The supply of the Isophonics dataset utilized by ByteDance’s researchers seems to be Isophonics.internet, described as the house for software program and knowledge sources from the Centre for Digital Music (C4DM) at Queen Mary, College of London.
The Isophonics web site notes that its “chord, onset, and segmentation annotations have been utilized by many researchers within the MIR group.”
The web site explains that “the annotations printed right here fall into 4 classes: chords, keys, structural segmentations, and beats/bars”.
In 2022, ByteDance’s researchers printed a video presentation of their, To catch a refrain, verse, intro, or the rest: Analyzing a track with structural features paper for the Worldwide Convention on Acoustics, Speech, and Sign Processing (ICASSP).

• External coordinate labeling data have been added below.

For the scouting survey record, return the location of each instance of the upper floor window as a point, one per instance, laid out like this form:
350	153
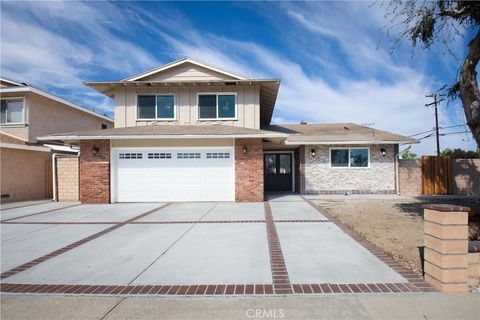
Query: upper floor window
12	110
350	157
217	106
156	107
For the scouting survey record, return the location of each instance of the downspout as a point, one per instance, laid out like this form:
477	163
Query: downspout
397	163
55	156
54	175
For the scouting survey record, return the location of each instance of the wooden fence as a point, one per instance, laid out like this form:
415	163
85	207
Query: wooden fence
436	175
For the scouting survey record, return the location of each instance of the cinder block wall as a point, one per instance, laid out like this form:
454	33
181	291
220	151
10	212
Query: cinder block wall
68	179
410	177
465	177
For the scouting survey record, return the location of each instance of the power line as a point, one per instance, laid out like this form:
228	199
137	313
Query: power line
435	103
455	126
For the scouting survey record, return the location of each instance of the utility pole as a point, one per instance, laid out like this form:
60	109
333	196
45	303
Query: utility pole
435	102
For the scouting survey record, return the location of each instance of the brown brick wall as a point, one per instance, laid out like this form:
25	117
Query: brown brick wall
67	179
410	177
249	170
95	172
466	177
474	268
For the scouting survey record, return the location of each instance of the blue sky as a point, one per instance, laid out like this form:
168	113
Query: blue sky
333	57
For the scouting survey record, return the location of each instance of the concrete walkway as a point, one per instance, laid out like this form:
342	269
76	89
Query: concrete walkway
283	246
430	306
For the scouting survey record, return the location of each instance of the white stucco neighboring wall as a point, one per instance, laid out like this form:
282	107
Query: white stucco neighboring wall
378	178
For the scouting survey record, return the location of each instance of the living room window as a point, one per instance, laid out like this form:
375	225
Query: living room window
156	107
12	110
215	106
349	157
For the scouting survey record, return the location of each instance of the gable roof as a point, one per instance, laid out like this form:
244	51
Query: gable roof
179	62
337	133
268	87
26	88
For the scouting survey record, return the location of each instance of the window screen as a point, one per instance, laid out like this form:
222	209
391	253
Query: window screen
207	105
146	107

You may see this presentation under.
The video’s caption describes a “novel system/technique that segments a track into sections reminiscent of refrain, verse, intro, outro, bridge, and so forth”.
It demonstrates its findings associated to songs by the Beatles, Michael Jackson, Avril Lavigne and different artists:
We have to be cautious right here over any suggestion that ByteDance’s AI music-generating expertise could have been “skilled” utilizing songs by in style artists just like the Beatles or Michael Jackson.
But, as you may see, a dataset containing annotations of such songs has clearly been used as part of a ByteDance analysis mission on this area.
Any evaluation or reference to in style songs and their annotations in analysis performed or funded by a multi-billion-dollar expertise firm will certainly increase quite a lot of questions for the music {industry} – particularly these employed to guard its copyrights.
“We firmly consider that AI applied sciences ought to assist, not disrupt, the livelihoods of musicians and artists. AI ought to function a device for creative expression, as true artwork all the time stems from human intention.”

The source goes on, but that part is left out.